Playing Non-Embedded Card-Based Games with Reinforcement Learning
Tianyang Wu, Lipeng Wan, Yuhang Wang, Qiang Wan, Xuguang Lan
TL;DR
This work tackles the challenge of building non-embedded, real-time AI agents for complex card-based RTS games like Clash Royale, where agents must rely on noisy visual inputs rather than exact game state. The authors propose an offline reinforcement learning framework that uses visual perception outputs, a generative dataset for object detection, and a transformer-based decision model (inspired by Decision Transformer and StARformer) to fuse perception with action, enabling autonomous play on mobile devices. Key contributions include a generative, AI-assisted labeling pipeline for object detection, evaluation of YOLOv8 variants for fast and accurate unit detection, and a delayed, continuous action prediction strategy with resampling to address data imbalances in offline datasets. The results show the approach can defeat built-in AI in Clash Royale and run in real time on mobile hardware, highlighting the viability of non-embedded offline RL for complex, vision-driven RTS tasks and offering a foundation for further online RL and perception-architecture improvements.
Abstract
Significant progress has been made in AI for games, including board games, MOBA, and RTS games.

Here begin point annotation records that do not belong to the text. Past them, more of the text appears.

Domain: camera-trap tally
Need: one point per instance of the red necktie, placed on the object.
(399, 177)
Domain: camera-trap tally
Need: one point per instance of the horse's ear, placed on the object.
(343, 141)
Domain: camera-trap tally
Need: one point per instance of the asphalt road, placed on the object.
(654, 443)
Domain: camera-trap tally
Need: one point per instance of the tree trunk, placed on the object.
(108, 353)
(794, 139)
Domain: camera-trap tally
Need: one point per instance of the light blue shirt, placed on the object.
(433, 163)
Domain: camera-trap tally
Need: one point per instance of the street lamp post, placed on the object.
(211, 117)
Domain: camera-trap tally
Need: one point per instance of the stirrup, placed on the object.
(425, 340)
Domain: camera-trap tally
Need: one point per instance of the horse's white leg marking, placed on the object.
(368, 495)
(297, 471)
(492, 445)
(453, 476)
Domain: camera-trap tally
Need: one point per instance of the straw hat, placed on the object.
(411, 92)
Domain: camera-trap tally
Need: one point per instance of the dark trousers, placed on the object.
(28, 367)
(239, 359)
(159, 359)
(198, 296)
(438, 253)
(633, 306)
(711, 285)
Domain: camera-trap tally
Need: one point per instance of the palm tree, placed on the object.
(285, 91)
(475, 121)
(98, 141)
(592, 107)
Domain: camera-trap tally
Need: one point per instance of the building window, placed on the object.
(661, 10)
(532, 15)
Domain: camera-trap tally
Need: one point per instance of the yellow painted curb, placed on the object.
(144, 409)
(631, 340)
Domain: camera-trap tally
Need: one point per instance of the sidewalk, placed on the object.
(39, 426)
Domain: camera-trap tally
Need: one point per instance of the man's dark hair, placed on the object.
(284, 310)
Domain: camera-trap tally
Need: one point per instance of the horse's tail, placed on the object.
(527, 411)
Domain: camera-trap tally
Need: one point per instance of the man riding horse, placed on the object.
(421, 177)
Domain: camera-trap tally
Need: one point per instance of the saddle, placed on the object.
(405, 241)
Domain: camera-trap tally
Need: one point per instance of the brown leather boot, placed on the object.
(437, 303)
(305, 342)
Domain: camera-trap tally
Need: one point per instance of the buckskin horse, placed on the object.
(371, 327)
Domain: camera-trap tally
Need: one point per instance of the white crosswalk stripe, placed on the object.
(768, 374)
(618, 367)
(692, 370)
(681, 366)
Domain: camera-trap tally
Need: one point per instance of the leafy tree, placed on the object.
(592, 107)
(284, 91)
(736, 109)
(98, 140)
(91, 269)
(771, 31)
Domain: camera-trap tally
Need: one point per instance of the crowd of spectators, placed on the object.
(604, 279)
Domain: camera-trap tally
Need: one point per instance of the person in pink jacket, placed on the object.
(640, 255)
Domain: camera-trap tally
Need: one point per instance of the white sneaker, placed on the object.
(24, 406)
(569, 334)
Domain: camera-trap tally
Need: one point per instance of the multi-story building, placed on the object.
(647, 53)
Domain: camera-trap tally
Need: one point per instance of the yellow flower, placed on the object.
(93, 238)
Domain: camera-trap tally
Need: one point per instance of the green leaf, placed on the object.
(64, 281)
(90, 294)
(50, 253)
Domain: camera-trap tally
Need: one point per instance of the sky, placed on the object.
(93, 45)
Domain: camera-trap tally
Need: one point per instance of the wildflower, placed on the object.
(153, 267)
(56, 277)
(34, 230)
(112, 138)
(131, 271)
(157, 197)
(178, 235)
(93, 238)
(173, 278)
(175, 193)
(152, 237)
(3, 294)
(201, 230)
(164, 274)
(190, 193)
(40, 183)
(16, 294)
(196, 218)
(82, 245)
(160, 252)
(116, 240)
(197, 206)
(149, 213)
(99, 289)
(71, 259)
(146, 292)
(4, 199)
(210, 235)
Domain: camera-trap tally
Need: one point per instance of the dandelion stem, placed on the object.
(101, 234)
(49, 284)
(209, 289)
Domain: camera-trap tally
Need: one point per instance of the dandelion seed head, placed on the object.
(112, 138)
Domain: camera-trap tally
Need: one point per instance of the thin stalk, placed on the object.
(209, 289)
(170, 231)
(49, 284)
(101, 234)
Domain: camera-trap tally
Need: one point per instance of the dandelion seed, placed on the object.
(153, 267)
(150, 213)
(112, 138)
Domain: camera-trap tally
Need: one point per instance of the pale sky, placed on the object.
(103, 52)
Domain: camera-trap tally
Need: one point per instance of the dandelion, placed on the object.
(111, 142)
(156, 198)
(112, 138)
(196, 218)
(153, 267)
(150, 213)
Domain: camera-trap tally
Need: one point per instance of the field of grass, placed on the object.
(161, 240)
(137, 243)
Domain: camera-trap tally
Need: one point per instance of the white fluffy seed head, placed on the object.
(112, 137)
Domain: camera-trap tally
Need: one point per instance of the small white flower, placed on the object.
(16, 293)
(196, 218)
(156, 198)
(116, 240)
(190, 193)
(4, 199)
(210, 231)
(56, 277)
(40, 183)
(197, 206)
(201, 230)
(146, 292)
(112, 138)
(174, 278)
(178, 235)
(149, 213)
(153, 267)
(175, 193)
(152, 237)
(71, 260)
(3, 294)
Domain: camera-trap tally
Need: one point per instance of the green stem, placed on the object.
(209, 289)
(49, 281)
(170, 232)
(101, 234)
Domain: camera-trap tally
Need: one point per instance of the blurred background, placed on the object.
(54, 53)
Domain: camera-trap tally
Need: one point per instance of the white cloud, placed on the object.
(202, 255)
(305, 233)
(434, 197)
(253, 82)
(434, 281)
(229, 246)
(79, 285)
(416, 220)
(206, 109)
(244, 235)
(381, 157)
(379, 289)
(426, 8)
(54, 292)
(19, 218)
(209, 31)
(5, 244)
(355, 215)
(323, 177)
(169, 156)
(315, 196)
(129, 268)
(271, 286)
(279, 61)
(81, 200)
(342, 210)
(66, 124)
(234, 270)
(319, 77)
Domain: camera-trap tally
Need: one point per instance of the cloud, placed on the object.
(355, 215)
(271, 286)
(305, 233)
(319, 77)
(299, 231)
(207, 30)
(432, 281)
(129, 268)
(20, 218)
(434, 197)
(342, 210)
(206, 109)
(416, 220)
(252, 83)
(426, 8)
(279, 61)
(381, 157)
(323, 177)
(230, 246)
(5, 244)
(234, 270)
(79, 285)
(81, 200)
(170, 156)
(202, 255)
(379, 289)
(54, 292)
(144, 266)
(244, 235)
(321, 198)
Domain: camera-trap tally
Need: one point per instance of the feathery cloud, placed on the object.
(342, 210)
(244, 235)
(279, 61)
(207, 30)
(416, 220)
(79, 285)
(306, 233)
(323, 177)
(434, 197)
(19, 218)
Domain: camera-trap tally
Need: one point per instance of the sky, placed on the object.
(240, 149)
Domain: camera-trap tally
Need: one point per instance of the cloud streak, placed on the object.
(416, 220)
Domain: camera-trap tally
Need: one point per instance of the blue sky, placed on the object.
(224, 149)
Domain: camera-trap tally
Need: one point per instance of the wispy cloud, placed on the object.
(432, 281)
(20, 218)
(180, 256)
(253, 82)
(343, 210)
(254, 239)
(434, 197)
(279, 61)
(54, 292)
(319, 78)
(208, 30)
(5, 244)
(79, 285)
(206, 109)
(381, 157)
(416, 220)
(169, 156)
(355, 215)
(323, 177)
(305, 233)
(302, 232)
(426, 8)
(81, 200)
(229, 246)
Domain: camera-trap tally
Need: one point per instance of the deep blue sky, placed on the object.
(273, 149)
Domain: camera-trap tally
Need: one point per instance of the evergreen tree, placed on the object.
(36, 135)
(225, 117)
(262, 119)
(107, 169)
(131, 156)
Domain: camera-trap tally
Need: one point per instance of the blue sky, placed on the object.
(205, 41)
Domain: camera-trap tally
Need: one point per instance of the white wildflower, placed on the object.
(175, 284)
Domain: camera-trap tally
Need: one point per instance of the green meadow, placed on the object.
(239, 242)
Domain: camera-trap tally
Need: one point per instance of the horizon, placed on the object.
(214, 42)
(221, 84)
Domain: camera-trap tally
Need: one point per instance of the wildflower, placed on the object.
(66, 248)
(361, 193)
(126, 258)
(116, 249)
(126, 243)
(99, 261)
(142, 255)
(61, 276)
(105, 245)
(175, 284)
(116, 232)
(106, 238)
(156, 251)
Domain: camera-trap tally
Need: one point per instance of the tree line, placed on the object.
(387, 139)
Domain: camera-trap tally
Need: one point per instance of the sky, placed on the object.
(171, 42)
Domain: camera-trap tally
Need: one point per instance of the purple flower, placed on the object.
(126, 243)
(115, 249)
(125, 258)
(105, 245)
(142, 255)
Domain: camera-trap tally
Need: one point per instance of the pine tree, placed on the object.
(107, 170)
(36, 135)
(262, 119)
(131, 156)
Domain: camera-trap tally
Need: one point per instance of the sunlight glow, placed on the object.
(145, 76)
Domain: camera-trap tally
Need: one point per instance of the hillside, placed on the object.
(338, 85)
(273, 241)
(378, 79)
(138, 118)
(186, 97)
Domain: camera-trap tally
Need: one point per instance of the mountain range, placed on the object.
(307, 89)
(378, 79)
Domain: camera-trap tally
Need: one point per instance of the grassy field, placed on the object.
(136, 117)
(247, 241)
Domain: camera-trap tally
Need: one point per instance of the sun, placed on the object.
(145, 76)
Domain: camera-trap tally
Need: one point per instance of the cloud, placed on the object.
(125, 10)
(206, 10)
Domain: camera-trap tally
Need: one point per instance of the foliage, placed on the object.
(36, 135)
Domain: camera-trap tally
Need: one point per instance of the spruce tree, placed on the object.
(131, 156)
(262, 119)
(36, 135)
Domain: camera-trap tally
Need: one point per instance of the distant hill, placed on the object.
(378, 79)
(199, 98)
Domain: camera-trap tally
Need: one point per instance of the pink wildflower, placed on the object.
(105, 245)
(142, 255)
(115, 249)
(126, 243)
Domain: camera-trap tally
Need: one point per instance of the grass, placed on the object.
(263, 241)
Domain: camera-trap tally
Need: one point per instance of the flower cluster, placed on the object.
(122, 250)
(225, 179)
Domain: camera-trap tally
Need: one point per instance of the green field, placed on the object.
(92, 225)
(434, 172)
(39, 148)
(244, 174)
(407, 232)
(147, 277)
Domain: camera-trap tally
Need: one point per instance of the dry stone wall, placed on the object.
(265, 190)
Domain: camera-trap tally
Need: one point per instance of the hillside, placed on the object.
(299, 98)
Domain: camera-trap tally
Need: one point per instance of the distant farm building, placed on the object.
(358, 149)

However, complex agents are typically developed in an embedded manner, directly accessing game state information, unlike human players who rely on noisy visual data, leading to unfair competition. Developing complex non-embedded agents remains challenging, especially in card-based RTS games with complex features and large state spaces. We propose a non-embedded offline reinforcement learning training strategy using visual inputs to achieve real-time autonomous gameplay in the RTS game Clash Royale. Due to the lack of a object detection dataset for this game, we designed an efficient generative object detection dataset for training. We extract features using state-of-the-art object detection and optical character recognition models. Our method enables real-time image acquisition, perception feature fusion, decision-making, and control on mobile devices, successfully defeating built-in AI opponents. All code is open-sourced at https://github.com/wty-yy/katacr.